Use Sufficient Grid Resolution

The dynamic programming alignment operates on the evaluation grid. Finer grids yield more accurate warping:

set.seed(42)
for (m in c(20, 50, 100, 200)) {
  av <- seq(0, 1, length.out = m)
  shifts <- runif(15, -0.1, 0.1)
  dm <- matrix(0, 15, m)
  for (i in 1:15) dm[i, ] <- sin(2 * pi * (av - shifts[i]))
  fd_m <- fdata(dm, argvals = av)
  ea <- elastic.align(fd_m)
  var_red <- 1 - mean(apply(ea$aligned$data, 2, var)) /
                  mean(apply(fd_m$data, 2, var))
  cat(sprintf("  m = %3d: VR = %5.1f%%\n", m, var_red * 100))
}
#>   m =  20: VR =  62.7%
#>   m =  50: VR =  73.9%
#>   m = 100: VR =  76.4%
#>   m = 200: VR =  77.2%

A minimum of 50-100 grid points is recommended.

Choose an Appropriate Target

The target curve affects alignment quality. Three options:

Target	When to use
Cross-sectional mean (default)	General-purpose; robust with many curves
Deepest curve	When outliers may distort the mean
Known reference	When aligning to a standard template

set.seed(42)
shifts <- runif(15, -0.1, 0.1)
dm <- matrix(0, 15, 100)
for (i in 1:15) dm[i, ] <- sin(2 * pi * (argvals - shifts[i]))
fd <- fdata(dm, argvals = argvals)
var_before <- mean(apply(fd$data, 2, var))

# Default (cross-sectional mean)
vr1 <- 1 - mean(apply(elastic.align(fd)$aligned$data, 2, var)) / var_before

# Deepest curve
depths <- depth(fd, method = "FM")
vr2 <- 1 - mean(apply(elastic.align(fd, target = fd[which.max(depths)])$aligned$data, 2, var)) / var_before

cat("Cross-sectional mean: VR =", round(vr1 * 100, 1), "%\n")
#> Cross-sectional mean: VR = 75.9 %
cat("Deepest curve:        VR =", round(vr2 * 100, 1), "%\n")
#> Deepest curve:        VR = 75.7 %

Alignment + FPCA

Alignment before FPCA concentrates variance into the first principal component by removing phase variability that would otherwise spread across components:

set.seed(42)
shifts <- runif(15, -0.1, 0.1)
dm <- matrix(0, 15, 100)
for (i in 1:15) dm[i, ] <- sin(2 * pi * (argvals - shifts[i]))
fd <- fdata(dm, argvals = argvals)

# FPCA before and after alignment
pc_before <- fdata2pc(fd, ncomp = 3)
ea <- elastic.align(fd)
pc_after <- fdata2pc(ea$aligned, ncomp = 3)

pve_before <- round(pc_before$d^2 / sum(pc_before$d^2) * 100, 1)
pve_after <- round(pc_after$d^2 / sum(pc_after$d^2) * 100, 1)

cat("Before alignment: PC1 =", pve_before[1], "%, PC2 =", pve_before[2], "%\n")
#> Before alignment: PC1 = 97.8 %, PC2 = 2.2 %
cat("After alignment:  PC1 =", pve_after[1], "%, PC2 =", pve_after[2], "%\n")
#> After alignment:  PC1 = 99.1 %, PC2 = 0.7 %

Limitations

Fixed Boundary Conditions

Warping functions are constrained to $\gamma(0) = 0$ and $\gamma(1) = 1$ . This means the alignment cannot correct mismatches at the domain boundaries.
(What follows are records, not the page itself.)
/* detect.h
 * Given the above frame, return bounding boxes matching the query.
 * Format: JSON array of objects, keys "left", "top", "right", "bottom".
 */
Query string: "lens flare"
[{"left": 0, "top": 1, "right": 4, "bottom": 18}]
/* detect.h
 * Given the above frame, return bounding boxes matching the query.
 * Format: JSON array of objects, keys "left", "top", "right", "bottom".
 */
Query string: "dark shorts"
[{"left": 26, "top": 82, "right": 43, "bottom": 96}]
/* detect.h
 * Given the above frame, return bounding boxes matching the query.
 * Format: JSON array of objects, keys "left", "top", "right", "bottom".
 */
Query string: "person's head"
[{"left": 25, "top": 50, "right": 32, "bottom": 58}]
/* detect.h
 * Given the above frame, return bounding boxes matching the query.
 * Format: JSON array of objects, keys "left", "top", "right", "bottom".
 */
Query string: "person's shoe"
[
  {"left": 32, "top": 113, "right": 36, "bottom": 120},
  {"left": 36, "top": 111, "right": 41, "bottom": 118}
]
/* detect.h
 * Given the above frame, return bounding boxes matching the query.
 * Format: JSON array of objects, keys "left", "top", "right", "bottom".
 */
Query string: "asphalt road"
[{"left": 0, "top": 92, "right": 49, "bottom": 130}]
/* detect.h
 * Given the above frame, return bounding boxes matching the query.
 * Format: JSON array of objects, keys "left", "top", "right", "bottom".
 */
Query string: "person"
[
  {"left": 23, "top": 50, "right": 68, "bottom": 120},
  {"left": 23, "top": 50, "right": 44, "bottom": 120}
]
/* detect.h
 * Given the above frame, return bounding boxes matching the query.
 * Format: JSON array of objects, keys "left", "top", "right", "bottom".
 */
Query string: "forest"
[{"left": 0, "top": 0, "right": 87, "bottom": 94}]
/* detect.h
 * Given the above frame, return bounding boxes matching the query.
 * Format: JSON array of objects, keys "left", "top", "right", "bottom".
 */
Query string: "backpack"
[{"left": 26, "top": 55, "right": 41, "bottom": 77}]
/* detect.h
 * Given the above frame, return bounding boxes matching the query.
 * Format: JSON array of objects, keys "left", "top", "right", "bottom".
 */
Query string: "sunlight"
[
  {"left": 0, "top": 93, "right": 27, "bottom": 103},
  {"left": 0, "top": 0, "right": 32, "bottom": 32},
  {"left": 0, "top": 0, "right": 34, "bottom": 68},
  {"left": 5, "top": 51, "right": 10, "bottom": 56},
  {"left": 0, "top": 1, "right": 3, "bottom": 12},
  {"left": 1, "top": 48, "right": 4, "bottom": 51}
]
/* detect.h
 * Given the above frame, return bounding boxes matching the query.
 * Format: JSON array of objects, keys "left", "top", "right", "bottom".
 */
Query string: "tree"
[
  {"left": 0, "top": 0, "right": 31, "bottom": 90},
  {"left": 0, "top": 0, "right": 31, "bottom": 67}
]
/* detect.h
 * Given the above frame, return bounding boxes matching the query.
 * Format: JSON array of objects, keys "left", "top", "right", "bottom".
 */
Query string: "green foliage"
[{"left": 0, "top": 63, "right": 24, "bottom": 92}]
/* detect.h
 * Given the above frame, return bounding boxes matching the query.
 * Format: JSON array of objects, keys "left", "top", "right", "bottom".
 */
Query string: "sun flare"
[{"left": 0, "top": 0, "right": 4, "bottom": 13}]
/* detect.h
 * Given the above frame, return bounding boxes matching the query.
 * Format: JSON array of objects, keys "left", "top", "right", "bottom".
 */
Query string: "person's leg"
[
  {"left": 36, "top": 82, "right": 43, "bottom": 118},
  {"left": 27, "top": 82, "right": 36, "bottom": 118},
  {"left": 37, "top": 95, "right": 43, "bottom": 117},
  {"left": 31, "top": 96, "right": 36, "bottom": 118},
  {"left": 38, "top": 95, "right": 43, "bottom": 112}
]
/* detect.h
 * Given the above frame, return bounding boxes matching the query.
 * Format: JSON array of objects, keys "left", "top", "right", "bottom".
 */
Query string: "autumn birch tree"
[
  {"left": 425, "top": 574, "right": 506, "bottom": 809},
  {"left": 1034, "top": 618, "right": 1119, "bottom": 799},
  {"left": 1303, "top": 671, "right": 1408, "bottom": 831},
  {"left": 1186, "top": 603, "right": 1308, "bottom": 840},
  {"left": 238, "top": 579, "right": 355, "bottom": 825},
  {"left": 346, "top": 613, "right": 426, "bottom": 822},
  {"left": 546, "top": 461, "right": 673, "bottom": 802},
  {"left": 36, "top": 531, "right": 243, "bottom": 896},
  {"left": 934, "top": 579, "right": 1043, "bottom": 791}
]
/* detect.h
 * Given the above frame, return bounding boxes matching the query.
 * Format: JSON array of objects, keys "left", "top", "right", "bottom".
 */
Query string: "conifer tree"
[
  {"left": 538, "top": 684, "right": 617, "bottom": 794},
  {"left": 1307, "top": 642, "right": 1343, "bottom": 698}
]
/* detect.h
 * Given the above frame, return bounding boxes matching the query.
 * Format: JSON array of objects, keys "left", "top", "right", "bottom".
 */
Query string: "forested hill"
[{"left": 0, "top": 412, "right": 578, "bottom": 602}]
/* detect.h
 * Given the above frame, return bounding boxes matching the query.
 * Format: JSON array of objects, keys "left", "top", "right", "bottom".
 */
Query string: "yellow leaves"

For shifted curves, the residual at the boundary equals the value difference:

f1 <- sin(2 * pi * argvals)
f2 <- sin(2 * pi * (argvals - 0.1))

fd2 <- fdata(rbind(f1, f2), argvals = argvals)
ea <- elastic.align(fd2)

# Boundary residual = |sin(0) - sin(-0.2*pi)| = 0.588
cat("Boundary gap:          ", round(abs(f2[1] - f1[1]), 3), "\n")
#> Boundary gap:           0.588
cat("Max aligned difference:", round(max(abs(ea$aligned$data[1, ] - ea$aligned$data[2, ])), 3), "\n")
#> Max aligned difference: 0.588
cat("Interior max diff:     ", round(max(abs(ea$aligned$data[1, 10:90] - ea$aligned$data[2, 10:90])), 3), "\n")
#> Interior max diff:      0.339

The interior alignment is excellent even when boundaries cannot be corrected.

Amplitude-Only Differences

When curves differ only in amplitude (e.g., $f$ vs $2f$ ), alignment correctly produces identity warping – no spurious time distortion:

f1 <- sin(2 * pi * argvals)
f2 <- 2 * sin(2 * pi * argvals)
fd_amp <- fdata(rbind(f1, f2), argvals = argvals)
res_amp <- elastic.align(fd_amp)

max_warp_dev <- max(abs(res_amp$gammas$data -
                        matrix(argvals, 2, 100, byrow = TRUE)))
cat("Max warp deviation from identity:", max_warp_dev, "\n")
#> Max warp deviation from identity: 0

This is the correct behavior: amplitude differences should not produce warping. However, when both amplitude and phase variability are present, the phase correction may be partial – alignment focuses on phase and leaves amplitude untouched.

Domain Independence

The alignment works correctly on any domain, not just $[0, 1]$ :

for (domain in list(c(0, 1), c(0, 2*pi), c(0, 10), c(-1, 1))) {
  av <- seq(domain[1], domain[2], length.out = 100)
  range <- domain[2] - domain[1]
  dm <- matrix(0, 10, 100)
  set.seed(42)
  for (i in 1:10) {
    shift <- runif(1, -0.1 * range, 0.1 * range)
    dm[i, ] <- sin(2 * pi * (av - shift) / range)
  }
  fd <- fdata(dm, argvals = av)
  ea <- elastic.align(fd)
  var_red <- 1 - mean(apply(ea$aligned$data, 2, var)) /
                 mean(apply(fd$data, 2, var))
  cat(sprintf("  [%g, %g]: VR = %.1f%%\n", domain[1], domain[2], var_red * 100))
}
#>   [0, 1]: VR = 76.1%
#>   [0, 6.28319]: VR = 76.1%
#>   [0, 10]: VR = 76.1%
#>   [-1, 1]: VR = 76.1%

References

Srivastava, A., Klassen, E., Joshi, S.H., and Jermyn, I.H. (2011). Shape analysis of elastic curves in Euclidean spaces. IEEE Transactions on Pattern Analysis and Machine Intelligence, 33(7):1415–1428.
Tucker, J.D., Wu, W., and Srivastava, A. (2013). Generative models for functional data using phase and amplitude separation. Computational Statistics & Data Analysis, 61:50–66.
Srivastava, A. and Klassen, E. (2016). Functional and Shape Data Analysis. Springer.